Este movimiento ha tenido un efecto positivo innegable: ha permitido visibilizar sufrimientos que durante décadas fueron silenciados. Ha dado lenguaje a vivencias que antes se minimizaban. Ha legitimado el dolor. Pero al mismo tiempo, esta ampliación indiscriminada del término plantea un riesgo clínico importante. Porque no todo dolor es trauma.
Desde la psicología, el trauma no es simplemente algo que duele. Es una experiencia que desborda la capacidad psíquica de elaboración en el momento en que ocurre. Supone una ruptura en la continuidad interna, una imposibilidad de integrar lo vivido. Tiene un impacto estructural. En cambio, muchos conflictos emocionales aunque intensos forman parte de la experiencia humana y pueden elaborarse, resignificarse e integrarse en la historia personal.
Validar no es cronificar
Cuando todo se nombra como trauma, suceden al menos tres cosas preocupantes. Primero, se diluye el significado clínico del término. Si todo es trauma, nada lo es verdaderamente en sentido estructural.
Segundo, existe el riesgo de fijar la identidad en la herida. La persona deja de tener un trauma para convertirse en “alguien traumatizado”. El acontecimiento pasa de ser algo que ocurrió a convertirse en el eje organizador del yo.
Tercero, se desplaza la responsabilidad de elaboración hacia afuera. Si lo que me ocurre define completamente quién soy, entonces mi margen de acción queda reducido. La narrativa puede quedar cerrada. Y aquí aparece el punto más delicado.
Validar el dolor no significa consolidar a la persona en la posición de víctima permanente. Reconocer que algo fue injusto no implica afirmar que esa injusticia determina para siempre la vida psíquica del sujeto.
Hay una diferencia fundamental entre comprender una herida y organizar la identidad alrededor de ella. Nombrar no siempre es elaborar. Entender no es quedarse atrapado en lo que pasó.

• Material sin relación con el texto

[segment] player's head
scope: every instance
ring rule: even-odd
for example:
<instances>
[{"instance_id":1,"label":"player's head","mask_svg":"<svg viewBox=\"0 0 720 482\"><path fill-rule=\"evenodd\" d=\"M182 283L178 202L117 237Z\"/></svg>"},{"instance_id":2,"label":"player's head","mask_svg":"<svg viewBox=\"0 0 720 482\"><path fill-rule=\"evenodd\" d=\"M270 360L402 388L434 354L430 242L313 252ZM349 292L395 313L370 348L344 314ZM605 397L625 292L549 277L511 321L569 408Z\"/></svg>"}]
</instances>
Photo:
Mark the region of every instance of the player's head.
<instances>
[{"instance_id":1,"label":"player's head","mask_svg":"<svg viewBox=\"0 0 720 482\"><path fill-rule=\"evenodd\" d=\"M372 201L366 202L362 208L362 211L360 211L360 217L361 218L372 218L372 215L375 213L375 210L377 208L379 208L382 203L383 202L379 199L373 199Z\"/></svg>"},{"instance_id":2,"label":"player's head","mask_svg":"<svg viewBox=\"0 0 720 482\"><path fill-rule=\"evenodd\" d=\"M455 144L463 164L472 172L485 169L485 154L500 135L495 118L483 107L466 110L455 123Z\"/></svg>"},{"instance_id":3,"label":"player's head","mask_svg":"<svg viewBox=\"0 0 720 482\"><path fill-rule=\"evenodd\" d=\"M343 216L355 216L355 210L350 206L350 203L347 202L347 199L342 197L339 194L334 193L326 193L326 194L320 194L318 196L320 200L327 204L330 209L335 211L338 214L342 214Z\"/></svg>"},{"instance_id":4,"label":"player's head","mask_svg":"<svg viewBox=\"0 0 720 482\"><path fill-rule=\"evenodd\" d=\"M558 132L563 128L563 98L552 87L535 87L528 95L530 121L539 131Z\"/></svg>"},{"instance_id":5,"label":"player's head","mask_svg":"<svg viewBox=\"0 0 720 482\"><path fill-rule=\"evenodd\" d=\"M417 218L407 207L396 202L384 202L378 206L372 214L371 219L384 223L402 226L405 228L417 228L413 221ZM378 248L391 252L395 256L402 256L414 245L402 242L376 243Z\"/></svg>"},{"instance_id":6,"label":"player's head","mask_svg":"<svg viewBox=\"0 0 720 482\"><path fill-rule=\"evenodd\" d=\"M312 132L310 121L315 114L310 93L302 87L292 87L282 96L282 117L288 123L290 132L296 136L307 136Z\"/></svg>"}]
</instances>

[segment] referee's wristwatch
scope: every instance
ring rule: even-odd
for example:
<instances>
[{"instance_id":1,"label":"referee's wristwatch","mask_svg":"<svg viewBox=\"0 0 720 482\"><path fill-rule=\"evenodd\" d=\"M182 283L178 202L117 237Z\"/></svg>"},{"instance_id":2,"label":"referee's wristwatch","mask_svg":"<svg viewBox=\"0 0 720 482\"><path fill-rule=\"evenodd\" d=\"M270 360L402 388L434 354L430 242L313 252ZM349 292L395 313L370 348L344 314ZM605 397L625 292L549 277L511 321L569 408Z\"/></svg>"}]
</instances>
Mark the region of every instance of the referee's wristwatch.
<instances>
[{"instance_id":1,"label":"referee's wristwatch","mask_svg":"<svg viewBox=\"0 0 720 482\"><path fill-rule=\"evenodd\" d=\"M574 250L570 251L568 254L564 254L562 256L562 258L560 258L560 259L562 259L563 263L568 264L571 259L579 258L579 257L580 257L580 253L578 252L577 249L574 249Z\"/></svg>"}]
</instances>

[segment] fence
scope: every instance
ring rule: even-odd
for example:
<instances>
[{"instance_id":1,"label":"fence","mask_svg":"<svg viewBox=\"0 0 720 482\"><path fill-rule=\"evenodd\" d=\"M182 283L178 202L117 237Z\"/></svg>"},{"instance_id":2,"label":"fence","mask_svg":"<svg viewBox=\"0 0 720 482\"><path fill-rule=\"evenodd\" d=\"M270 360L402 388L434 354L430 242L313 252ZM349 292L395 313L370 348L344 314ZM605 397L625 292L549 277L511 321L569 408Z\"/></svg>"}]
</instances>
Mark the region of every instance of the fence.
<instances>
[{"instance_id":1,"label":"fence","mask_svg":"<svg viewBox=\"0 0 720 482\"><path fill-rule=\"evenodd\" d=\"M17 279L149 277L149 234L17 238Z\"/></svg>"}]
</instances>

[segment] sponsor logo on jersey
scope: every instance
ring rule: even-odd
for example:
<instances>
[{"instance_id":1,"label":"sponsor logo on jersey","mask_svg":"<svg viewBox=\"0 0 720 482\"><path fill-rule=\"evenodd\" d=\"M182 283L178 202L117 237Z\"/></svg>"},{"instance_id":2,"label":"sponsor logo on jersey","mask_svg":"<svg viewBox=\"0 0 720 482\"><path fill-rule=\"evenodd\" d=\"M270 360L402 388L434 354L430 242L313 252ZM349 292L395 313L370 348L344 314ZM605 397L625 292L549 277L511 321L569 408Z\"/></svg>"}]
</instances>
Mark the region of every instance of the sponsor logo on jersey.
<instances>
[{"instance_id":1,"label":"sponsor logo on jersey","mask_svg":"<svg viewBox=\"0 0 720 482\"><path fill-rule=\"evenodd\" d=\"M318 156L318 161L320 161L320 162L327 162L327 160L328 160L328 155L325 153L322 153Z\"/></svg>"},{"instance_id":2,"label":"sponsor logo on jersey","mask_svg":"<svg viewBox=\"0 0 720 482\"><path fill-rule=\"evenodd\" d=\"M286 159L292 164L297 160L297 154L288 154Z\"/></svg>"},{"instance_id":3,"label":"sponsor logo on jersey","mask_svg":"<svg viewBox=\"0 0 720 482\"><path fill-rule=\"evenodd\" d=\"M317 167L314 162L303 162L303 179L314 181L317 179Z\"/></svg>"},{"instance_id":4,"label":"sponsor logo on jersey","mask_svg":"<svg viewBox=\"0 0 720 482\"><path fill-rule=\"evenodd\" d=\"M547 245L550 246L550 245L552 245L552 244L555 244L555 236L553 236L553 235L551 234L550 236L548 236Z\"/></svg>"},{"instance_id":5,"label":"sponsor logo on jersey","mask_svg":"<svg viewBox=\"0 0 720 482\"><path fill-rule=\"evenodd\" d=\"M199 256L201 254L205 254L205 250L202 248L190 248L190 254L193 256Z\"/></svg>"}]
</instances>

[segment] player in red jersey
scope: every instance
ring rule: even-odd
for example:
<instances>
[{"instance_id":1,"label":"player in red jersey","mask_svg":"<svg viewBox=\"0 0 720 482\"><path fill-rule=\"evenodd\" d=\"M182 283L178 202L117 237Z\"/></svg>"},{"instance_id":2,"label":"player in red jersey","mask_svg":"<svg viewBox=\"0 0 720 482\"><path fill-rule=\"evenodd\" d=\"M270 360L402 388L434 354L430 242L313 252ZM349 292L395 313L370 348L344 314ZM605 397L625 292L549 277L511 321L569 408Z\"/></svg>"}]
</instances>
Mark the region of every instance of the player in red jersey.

El desafío clínico y también cultural consiste en sostener ambas verdades: el dolor merece reconocimiento, pero el sujeto conserva capacidad de elaboración. La herida puede haber sido real, pero no tiene por qué convertirse en destino.
Tal vez la verdadera madurez psicológica no esté en multiplicar etiquetas, sino en ampliar la conciencia: reconocer lo vivido, asumir su impacto y, al mismo tiempo, preguntarse qué lugar queremos darle en nuestra historia. Porque lo que ocurrió forma parte de nosotros. Pero no necesariamente nos define.